Feb. 13, 2008

Yellowstone to Yukon bill makes the first move

OLYMPIA – A bill designed to promote the Yellowstone to Yukon (Y2Y) Conservation Initiative was successfully passed today from the Senate to the House. The purpose of Y2Y is to define and designate a life-sustaining network of wildlife cores, movement corridors and transition areas throughout the Y2Y ecoregion which stretches from the Mackenzie Mountains in the Yukon and Northwest Territories to the southern end of the Wind River range on the border of Yellowstone National Park in Wyoming.

Sen. Ken Jacobsen, D-Seattle, sponsored Senate Bill 5318 which asks the Department of Fish and Wildlife to participate with other wildlife management agencies and conservation organizations to work towards identifying priority species, habitats, or landscapes lying within Washington.

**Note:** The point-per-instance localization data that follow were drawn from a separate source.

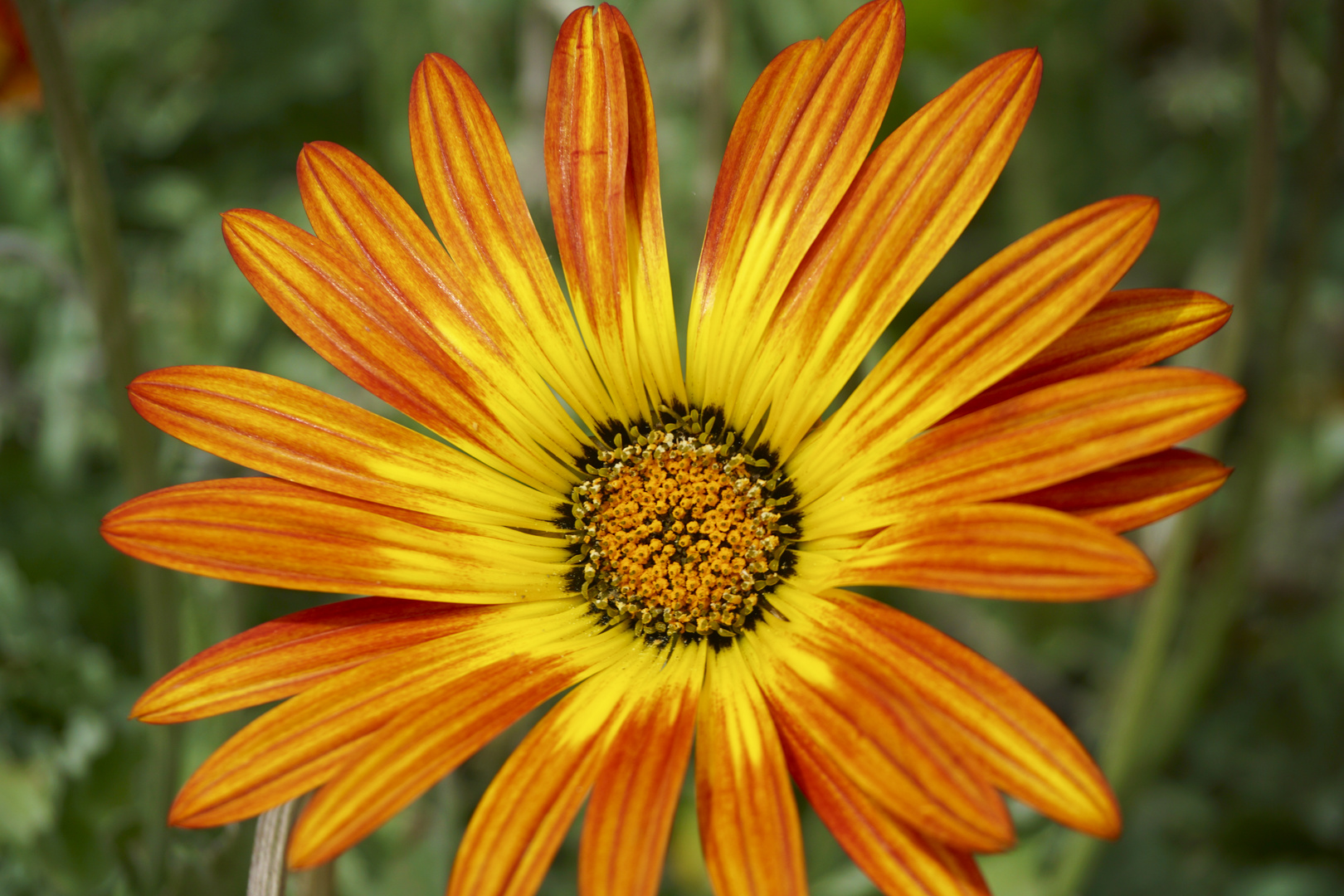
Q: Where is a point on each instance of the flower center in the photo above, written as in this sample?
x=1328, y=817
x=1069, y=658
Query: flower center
x=680, y=533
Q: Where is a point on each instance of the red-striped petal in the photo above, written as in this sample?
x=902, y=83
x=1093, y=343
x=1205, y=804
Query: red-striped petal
x=749, y=821
x=799, y=141
x=1053, y=434
x=1001, y=551
x=308, y=437
x=477, y=206
x=981, y=329
x=908, y=203
x=1127, y=329
x=272, y=533
x=602, y=173
x=293, y=653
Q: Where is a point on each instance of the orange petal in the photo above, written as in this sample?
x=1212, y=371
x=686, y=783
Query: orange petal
x=1125, y=329
x=528, y=807
x=300, y=434
x=273, y=533
x=480, y=672
x=348, y=317
x=1001, y=551
x=1022, y=744
x=749, y=821
x=910, y=202
x=477, y=206
x=799, y=141
x=1032, y=441
x=895, y=857
x=351, y=207
x=602, y=173
x=293, y=653
x=873, y=733
x=1131, y=494
x=981, y=329
x=637, y=786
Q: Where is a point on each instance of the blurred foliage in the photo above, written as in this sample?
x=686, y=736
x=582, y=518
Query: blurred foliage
x=202, y=105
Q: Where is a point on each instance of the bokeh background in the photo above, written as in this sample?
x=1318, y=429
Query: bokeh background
x=1220, y=711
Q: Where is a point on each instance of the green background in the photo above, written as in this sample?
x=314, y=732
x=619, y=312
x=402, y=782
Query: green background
x=202, y=105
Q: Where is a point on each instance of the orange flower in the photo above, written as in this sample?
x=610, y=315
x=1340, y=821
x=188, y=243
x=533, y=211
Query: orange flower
x=19, y=85
x=665, y=547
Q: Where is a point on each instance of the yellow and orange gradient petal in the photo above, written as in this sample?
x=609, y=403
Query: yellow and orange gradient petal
x=1043, y=431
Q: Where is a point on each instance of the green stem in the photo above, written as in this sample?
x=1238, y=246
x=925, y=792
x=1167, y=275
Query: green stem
x=95, y=232
x=1127, y=730
x=1218, y=610
x=266, y=876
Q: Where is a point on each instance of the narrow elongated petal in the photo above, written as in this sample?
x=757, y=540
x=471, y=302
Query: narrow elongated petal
x=431, y=738
x=602, y=173
x=637, y=786
x=1023, y=747
x=749, y=820
x=293, y=653
x=304, y=436
x=476, y=679
x=843, y=716
x=986, y=327
x=1131, y=494
x=1001, y=551
x=531, y=802
x=910, y=202
x=1053, y=434
x=1127, y=329
x=898, y=859
x=797, y=144
x=348, y=317
x=477, y=206
x=351, y=207
x=279, y=533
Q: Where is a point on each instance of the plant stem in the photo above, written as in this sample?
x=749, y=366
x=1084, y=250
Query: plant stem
x=1218, y=610
x=95, y=232
x=1127, y=728
x=266, y=876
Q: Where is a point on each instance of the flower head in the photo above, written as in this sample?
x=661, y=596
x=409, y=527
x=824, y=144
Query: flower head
x=670, y=550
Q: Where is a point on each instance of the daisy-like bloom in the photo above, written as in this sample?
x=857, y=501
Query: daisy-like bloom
x=21, y=90
x=667, y=550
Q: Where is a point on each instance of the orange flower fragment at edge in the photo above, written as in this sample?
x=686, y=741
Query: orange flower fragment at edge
x=19, y=85
x=671, y=548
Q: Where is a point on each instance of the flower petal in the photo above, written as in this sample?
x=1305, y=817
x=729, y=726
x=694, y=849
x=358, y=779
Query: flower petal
x=429, y=739
x=1022, y=744
x=1053, y=434
x=1001, y=551
x=637, y=786
x=871, y=733
x=527, y=811
x=348, y=317
x=895, y=857
x=293, y=653
x=304, y=436
x=351, y=207
x=477, y=206
x=475, y=681
x=273, y=533
x=602, y=173
x=1131, y=494
x=749, y=820
x=981, y=329
x=1127, y=329
x=799, y=141
x=908, y=203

“The Seattle area is a philanthropic leader for the Y2Y region contributing $10 million over 10 years which tells me Washington residents support this conservation effort,” said Jacobsen. “We need to protect our wild places because they are decreasing, not increasing. Once they’re gone, they’re gone.”

SB 5318 helps support the Y2Y mission of combining science and stewardship, in an effort to ensure that the world-renowned wilderness, wildlife, native plants, and natural processes of the Yellowstone to Yukon region continue to function as an interconnected web of life, capable of supporting all of its natural and human communities, for current and future generations.